Source

getlessmail /

Filename Size Date modified Message
4.7 MB
784 B
268 B
11.1 KB
420 B
1.3 KB
1.9 KB
105 B
1020 B
340 B
1.1 KB
getlessmail.rb	Mail filter for use with getmail

Author: Chip Camden
Date:	April, 2010
Site:	http://chipstips.com/?tag=rbgetlessmail

Purpose:

Why write yet another email filter?  Because none of the ones I know
about give me full control over how rules are applied.  Getlessmail
puts the power of Ruby into your hands along with a simple EDSL for
manipulating mail messages.  Thus, you can define the order in which
rules are applied, modify messages or their headers, move or copy
messages to other mailboxes automatically, or anything else you can do
with Ruby.

Files included:

dot.getlessmail	Example user-specific ~/.getlessmail
filter_mbox.rb	Filter an entire mbox file using getlessmail.rb
getlessmail.rb	Ruby script to execute as a getmail external filter.
getmailrc	Example snippet of user-specific ~/.getmail/getmailrc
glmadd.rb	Command-line tool for adding .getlessmail entries
glmpipe.rb	Pipe filter for extracting sender and adding to .getlessmail
IPGeo.rb	Extract location for IP address
IPGeo.csv	Example IP Location database
IPGeoMail.rb	Extract location for IP address in Received: header fields

Getlessmail provides the ability to script email filtering in Ruby.  After
receiving an email to filter, getlessmail executes the file ~/.getlessmail
within its own lexical environment, using eval.  Thus, the following global
variables are available to your script:

$body		The complete body of the message, with attachments
$header		Contains all header fields, with newlines and whitespace
$maildir	Path to the mail directory, assuming mbox format

You can modify any of the above directly.  Modifying $body or $header
will change the content of the resulting message.  Changing $maildir will
affect any later use of the copy, move, or spam functions below.

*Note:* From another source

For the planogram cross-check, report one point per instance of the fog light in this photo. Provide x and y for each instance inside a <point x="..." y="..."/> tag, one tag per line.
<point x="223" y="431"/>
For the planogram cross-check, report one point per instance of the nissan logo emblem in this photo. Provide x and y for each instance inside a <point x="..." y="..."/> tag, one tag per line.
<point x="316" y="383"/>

Additionally, the following functions are available:

addfield(name, value) => string
	Adds a header field named name to the end of the header,
	with a value of value.  No wrapping occurs, so you must embed
	newline and whitespace yourself if required.  Returns the entire
	header.

block
	Exits the process immediately, disallowing the message.

body(pattern) => matchdata or nil or string
	Returns non-nil if the body contains pattern.  If pattern is
	nil, returns $body.

copy(mbox) => true
	Copies the message to the file named mbox in the directory
	specified by $maildir.  This assumes storage in mbox format.
	The file will be created if necessary, otherwise a boundary will
	be appended prior to the message.  This allows readers like mutt
	to see the file as a mailbox.

delfield(name) => string
	Deletes all header fields named name from the header, returning
	the entire new header.

field(name,pattern) => matchdata or nil or string
	Returns non-nil if the header field named name contains pattern.
	If pattern is nil, returns the text of the specified field.

getall(name) => array
	Returns the values of all header fields named name.

getfield(name) => string
	Returns the value associated with the first occurrence of the
	header field named name.  Newlines and whitespace are preserved,
	except for any initial whitespace following the colon after the
	field name.

keep
	Exits the process immediately, allowing the message to pass.

message => string
	Returns the entire message with header.  Modifying this result
	has no effect.

move(mbox)
	Copies the message to mbox (see copy), then exits immediately,
	blocking the message.

pipe(command) => true
	Pipes the message to command.

spam
	Moves the message to a file named "spam" (see move).  Exits
	immediately.

Any unrecognized verb is assumed to be the name of a header field.  If
called without arguments, the text of that header field is returned.  If
an argument is passed, it is treated as a pattern, and the method returns
a non-nil MatchData if the pattern matches, otherwise nil.  This allows
you do use statements such as:

spam if from '@example.com'

Because 'from' is treated as a method that matches the "From" header field.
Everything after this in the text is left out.